Even though I used Alternative WHIP in this post, alternatives to WHIP certainly do exist. Let’s think, for a second, of what a good substitute for WHIP would be: some metric that assesses how effective a pitcher is at keeping hitters from reaching base while still factoring in both hit batsmen and different kinds of hits. We can find our substitute by looking at stats we use to evaluate hitters, such as OPS. By adding on-base percentage to slugging percentage, we can get an idea of how effective hitters are at reaching base without sacrificing the nuance in how they get there. Therefore, the OPS a pitcher allows should be more effective at measuring a pitcher’s fundamental skill than WHIP.

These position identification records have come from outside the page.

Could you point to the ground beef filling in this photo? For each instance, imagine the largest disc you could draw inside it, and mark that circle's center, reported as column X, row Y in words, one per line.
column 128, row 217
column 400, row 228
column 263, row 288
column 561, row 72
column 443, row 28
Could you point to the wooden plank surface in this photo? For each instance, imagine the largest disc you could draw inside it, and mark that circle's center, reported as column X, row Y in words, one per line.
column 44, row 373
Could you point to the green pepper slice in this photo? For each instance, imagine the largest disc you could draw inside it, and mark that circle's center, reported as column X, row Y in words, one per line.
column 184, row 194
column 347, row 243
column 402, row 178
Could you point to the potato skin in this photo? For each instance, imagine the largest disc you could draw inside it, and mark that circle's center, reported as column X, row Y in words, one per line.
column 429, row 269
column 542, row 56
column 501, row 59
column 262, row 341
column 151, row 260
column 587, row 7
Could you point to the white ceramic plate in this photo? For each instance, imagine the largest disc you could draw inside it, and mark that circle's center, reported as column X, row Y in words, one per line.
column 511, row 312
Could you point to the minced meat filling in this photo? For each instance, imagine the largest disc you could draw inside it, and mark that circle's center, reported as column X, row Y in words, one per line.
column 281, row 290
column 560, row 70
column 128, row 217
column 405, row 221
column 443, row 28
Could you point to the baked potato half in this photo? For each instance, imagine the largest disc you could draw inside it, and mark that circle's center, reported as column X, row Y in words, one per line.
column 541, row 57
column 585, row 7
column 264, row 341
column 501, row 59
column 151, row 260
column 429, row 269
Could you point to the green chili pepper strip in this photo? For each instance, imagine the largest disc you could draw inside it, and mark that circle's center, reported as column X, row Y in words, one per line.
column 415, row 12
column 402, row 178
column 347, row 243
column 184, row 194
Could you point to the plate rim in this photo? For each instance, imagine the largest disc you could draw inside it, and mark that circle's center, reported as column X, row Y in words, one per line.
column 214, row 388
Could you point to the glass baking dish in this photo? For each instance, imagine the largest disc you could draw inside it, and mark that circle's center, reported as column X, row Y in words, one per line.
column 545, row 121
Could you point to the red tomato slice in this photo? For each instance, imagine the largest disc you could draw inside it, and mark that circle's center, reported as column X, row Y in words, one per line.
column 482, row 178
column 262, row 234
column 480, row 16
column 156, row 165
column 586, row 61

We can compare the effectiveness of WHIP and OPS allowed using Wins Above Replacement, or WAR. While WAR is by no means perfect (no stat is), its long and thorough calculation process ensures that it better measures a pitcher’s skill than both WHIP and OPS, making it a good metric to compare the two. To do this, I decided to look at 2019 pitching data, because that is the last year of “normal” data we have when you account for the shortened season last year and what could be the next 1968 this year.

(Data from Baseball-Reference.com)
As you can see above, there certainly is a relationship between Baseball-Reference WAR and WHIP for 2019’s most qualified pitchers. The R-squared value of 0.477 means that at least in this case, about half of a pitcher’s WAR can be predicted by their WHIP, which is not too shabby. How about OPS?

(Data from Baseball-Reference.com)
Well how about that? Even with a handful of outliers, the R-squared value improves significantly when WHIP is substituted with OPS against. Obviously this is not a causal relationship—a pitcher improving their OPS does not specifically cause their WAR to improve as well. But this relationship does show that accounting for factors like batters hit and extra base hits is important when assessing just how effective a pitcher is at preventing runs. Of course, OPS is not perfect either. Adding two fractions together, let alone ones with completely different denominators, is a pretty sketchy calculation that does not make much intuitive sense. But the fact that OPS still seems more reflective of pitcher's skill despite this really does say a lot about WHIP.
I should emphasize that WHIP is not some uniquely evil statistic that deserves to be shamed ad infinitum. If you want to know the rough number (you know, not counting hit batters and all that) of baserunners a pitcher allows per inning, then by all means, use it. But at its heart, WHIP is a fundamentally simple metric with major limitations as a result—so do not make it out to be more than it’s worth.